JPMorgan posted $21 billion in net revenue with an 86% jump in equities revenue. Bank of America earned $9.1 billion in net income with investment banking fees up 50%. Goldman Sachs reported $6.6 billion in profit, or $20.98 per share versus $14.48 prior, with the stock up 9% to $1,140. Citigroup's net income jumped 45% to $5.8 billion.
What is SK Hynix's ADR listing and why does it matter?
SK Hynix raised approximately $26.5 billion through a NASDAQ American Depository Receipt listing, priced at $149 and oversubscribed seven times, finishing about 13% higher on debut before pulling back. The hosts suggest Samsung may follow with its own U.S. listing, giving American investors easier access to Korean tech names driving high-bandwidth memory demand for Nvidia.
What happened with the Strait of Hormuz and oil prices?
President Trump walked back a proposed 20% U.S. reimbursement fee on Hormuz traffic, replacing it with trade and investment deals from Gulf states while maintaining a blockade only on Iranian-port ships. Horowitz notes AIS tracking data shows traffic still at about 20% of prior levels. Oil jumped roughly 9% one day and 2% the next, pushing near $80.
What are the hosts' stock picks this week?
Dvorak added Amazon long, arguing it is underpriced given strong retail purchase data and Amazon's exposure across retail, cloud, AI, medical, and delivery. He also added Micron long as a buy-the-dip play following a pullback, though he admitted he does not personally love the name. Both are tracked on the show's ongoing game at dhunplugged.com.
What is Odysseus: The Fall and why are the hosts discussing it?

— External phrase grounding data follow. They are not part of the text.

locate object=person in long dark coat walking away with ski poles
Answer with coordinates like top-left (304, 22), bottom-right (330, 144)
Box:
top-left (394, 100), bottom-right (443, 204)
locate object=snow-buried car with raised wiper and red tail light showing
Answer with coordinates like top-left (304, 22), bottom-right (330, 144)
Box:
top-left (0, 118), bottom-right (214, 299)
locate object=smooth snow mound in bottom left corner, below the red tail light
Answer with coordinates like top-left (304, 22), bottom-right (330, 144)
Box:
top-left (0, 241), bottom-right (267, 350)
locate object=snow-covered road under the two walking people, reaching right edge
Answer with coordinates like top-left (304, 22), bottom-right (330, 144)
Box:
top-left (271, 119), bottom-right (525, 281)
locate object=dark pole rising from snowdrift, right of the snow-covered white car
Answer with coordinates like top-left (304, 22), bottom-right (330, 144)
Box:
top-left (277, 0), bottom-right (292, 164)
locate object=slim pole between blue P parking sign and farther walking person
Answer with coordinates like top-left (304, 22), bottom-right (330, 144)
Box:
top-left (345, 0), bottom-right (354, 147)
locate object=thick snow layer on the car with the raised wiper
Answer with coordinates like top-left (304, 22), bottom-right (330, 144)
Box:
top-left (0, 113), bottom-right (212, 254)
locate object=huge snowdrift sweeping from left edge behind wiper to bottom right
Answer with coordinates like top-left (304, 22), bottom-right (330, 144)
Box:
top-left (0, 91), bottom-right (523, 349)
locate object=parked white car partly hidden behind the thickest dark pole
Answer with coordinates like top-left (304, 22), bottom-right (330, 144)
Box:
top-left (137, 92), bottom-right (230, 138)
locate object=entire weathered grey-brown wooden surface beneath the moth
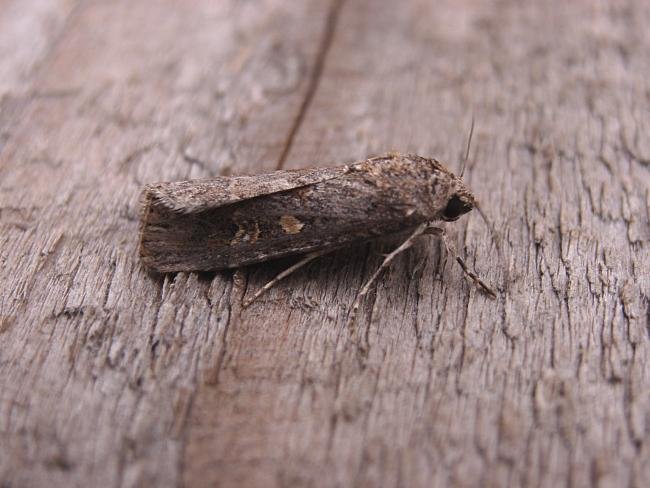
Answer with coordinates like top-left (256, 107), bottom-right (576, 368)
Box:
top-left (0, 0), bottom-right (650, 487)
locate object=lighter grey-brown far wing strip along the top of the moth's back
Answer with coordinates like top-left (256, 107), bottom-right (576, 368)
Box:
top-left (144, 166), bottom-right (348, 214)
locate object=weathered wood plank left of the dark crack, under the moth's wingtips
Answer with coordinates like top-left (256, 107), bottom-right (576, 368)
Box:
top-left (0, 1), bottom-right (340, 486)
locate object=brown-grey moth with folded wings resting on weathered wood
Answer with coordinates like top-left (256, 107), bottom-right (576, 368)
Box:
top-left (139, 153), bottom-right (495, 310)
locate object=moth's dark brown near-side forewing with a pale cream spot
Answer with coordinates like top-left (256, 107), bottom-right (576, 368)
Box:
top-left (140, 162), bottom-right (420, 272)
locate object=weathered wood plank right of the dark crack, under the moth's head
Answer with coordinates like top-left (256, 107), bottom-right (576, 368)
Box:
top-left (185, 1), bottom-right (650, 486)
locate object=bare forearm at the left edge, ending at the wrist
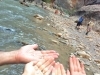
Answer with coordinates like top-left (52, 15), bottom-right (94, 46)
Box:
top-left (0, 51), bottom-right (17, 65)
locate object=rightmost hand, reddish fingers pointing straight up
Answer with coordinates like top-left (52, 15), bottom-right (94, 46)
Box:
top-left (69, 56), bottom-right (86, 75)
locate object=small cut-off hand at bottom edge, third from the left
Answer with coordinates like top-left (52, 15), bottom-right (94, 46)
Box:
top-left (52, 62), bottom-right (66, 75)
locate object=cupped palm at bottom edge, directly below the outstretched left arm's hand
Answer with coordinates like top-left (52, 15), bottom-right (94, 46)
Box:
top-left (23, 58), bottom-right (55, 75)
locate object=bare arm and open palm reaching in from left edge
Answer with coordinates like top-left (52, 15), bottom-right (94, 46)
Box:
top-left (0, 44), bottom-right (59, 65)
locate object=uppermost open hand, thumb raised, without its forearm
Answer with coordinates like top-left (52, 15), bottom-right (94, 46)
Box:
top-left (15, 44), bottom-right (59, 63)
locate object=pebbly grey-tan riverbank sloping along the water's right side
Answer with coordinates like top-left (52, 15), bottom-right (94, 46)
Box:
top-left (45, 6), bottom-right (100, 75)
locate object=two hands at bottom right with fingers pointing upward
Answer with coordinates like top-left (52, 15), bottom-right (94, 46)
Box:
top-left (52, 56), bottom-right (86, 75)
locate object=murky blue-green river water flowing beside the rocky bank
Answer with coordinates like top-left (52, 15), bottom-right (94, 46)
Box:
top-left (0, 0), bottom-right (73, 75)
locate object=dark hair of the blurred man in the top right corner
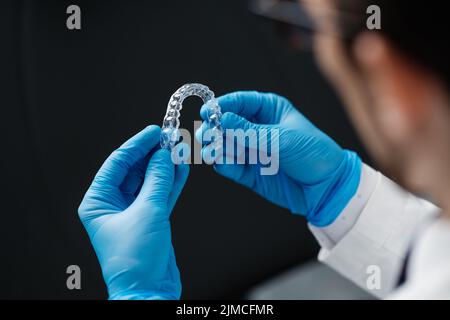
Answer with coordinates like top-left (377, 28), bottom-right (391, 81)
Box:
top-left (337, 0), bottom-right (450, 88)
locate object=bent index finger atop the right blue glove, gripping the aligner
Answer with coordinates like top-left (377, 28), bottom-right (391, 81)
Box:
top-left (200, 91), bottom-right (291, 124)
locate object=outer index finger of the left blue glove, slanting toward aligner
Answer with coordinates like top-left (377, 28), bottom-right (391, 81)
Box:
top-left (91, 125), bottom-right (161, 189)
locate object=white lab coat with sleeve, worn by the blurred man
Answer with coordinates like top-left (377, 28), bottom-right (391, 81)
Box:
top-left (310, 165), bottom-right (444, 299)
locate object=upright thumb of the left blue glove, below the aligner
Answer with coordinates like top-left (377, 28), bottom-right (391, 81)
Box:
top-left (136, 149), bottom-right (175, 208)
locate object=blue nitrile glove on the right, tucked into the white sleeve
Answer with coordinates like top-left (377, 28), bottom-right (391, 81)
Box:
top-left (196, 92), bottom-right (362, 227)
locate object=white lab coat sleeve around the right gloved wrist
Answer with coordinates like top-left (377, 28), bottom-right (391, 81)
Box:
top-left (310, 165), bottom-right (439, 298)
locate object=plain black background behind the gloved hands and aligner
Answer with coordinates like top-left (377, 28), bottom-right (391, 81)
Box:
top-left (0, 0), bottom-right (367, 299)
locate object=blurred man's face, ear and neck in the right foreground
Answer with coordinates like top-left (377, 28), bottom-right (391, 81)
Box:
top-left (300, 0), bottom-right (450, 202)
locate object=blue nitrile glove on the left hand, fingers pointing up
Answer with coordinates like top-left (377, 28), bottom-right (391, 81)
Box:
top-left (78, 126), bottom-right (189, 299)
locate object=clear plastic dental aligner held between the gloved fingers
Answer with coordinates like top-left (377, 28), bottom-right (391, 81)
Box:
top-left (160, 83), bottom-right (222, 149)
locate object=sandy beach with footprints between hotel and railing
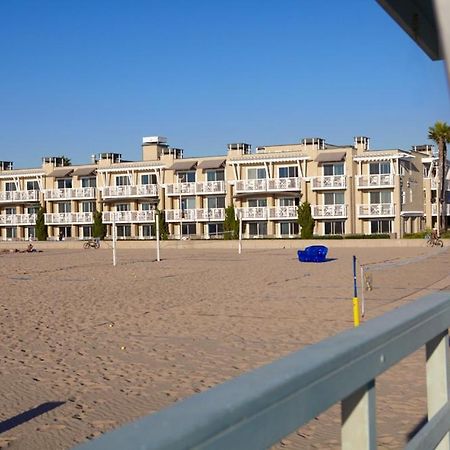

Odysseus: The Fall is a 135-minute fully AI-generated feature directed by Ash Kusha and produced by FountainO for mid-five figures, releasing this summer at $9.99 rental alongside Christopher Nolan's $250 million live-action Odyssey with Matt Damon. The hosts see it as a potential inflection point for Netflix and content economics, comparing AI generation to established CGI techniques used in films like Titanic.